Ci sono diversi livelli cinematografici nel suo film: un livello realista, quasi naturalista, e poi un aspetto quasi documentaristico. E il tutto è intessuto in una trama molto romanzesca…
Avevo la sensazione che ci fosse un bisogno urgente di evidenziare le «carenze» del servizio sanitario pubblico nel suo attuale meccanismo di funzionamento, ma al tempo stesso continuavo ad avere il desiderio di raccontare una storia, di portare uno sguardo che fosse documentato, onesto e preciso. Non cerco né di fare film a tesi né di fare film intimisti, ma piuttosto di mescolare i due generi. Probabilmente in me c’è anche la volontà di far rivivere la dimensione politica e sociale tipica dei film degli anni ’70-’80 che oggi mi sembra manchi nel cinema popolare francese. In fondo, mi piace raccontare delle storie sentimentali collocandole all’interno di un universo documentato e realista. Ed è esattamente il confronto tra questi due elementi che mi fornisce la materia e l’ispirazione per fare dei film.

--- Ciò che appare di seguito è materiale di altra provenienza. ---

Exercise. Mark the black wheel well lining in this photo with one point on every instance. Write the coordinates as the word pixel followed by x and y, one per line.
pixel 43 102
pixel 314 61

Il suo è un film che ha un ancoraggio sociale, sociologico e geografico molto forte. Per contro, l’aggancio politico sembra essere stato messo da parte…
Non ritengo di aver completamente eliminato questo aspetto dalle situazioni, anche se lo tratto solo con qualche accenno. Il mio è anche un film politico o, quanto meno, un film impegnato. Per esempio, in merito al problema della desertificazione dei medici e delle case di cura, che è un vasto tema politico di grande attualità legato all’assistenza sanitaria nelle campagne, esprimo il mio parere nel corso di una scena…
Così come nel film ci parla anche del concetto di eguaglianza nell’accesso alle cure e del diritto di morire a casa propria…
Esattamente. Anche la problematica del diritto di morire a casa propria è presente nel film. La possibilità di organizzare un protocollo di cure domiciliari nelle zone rurali dipende anche da una scelta politica ben precisa.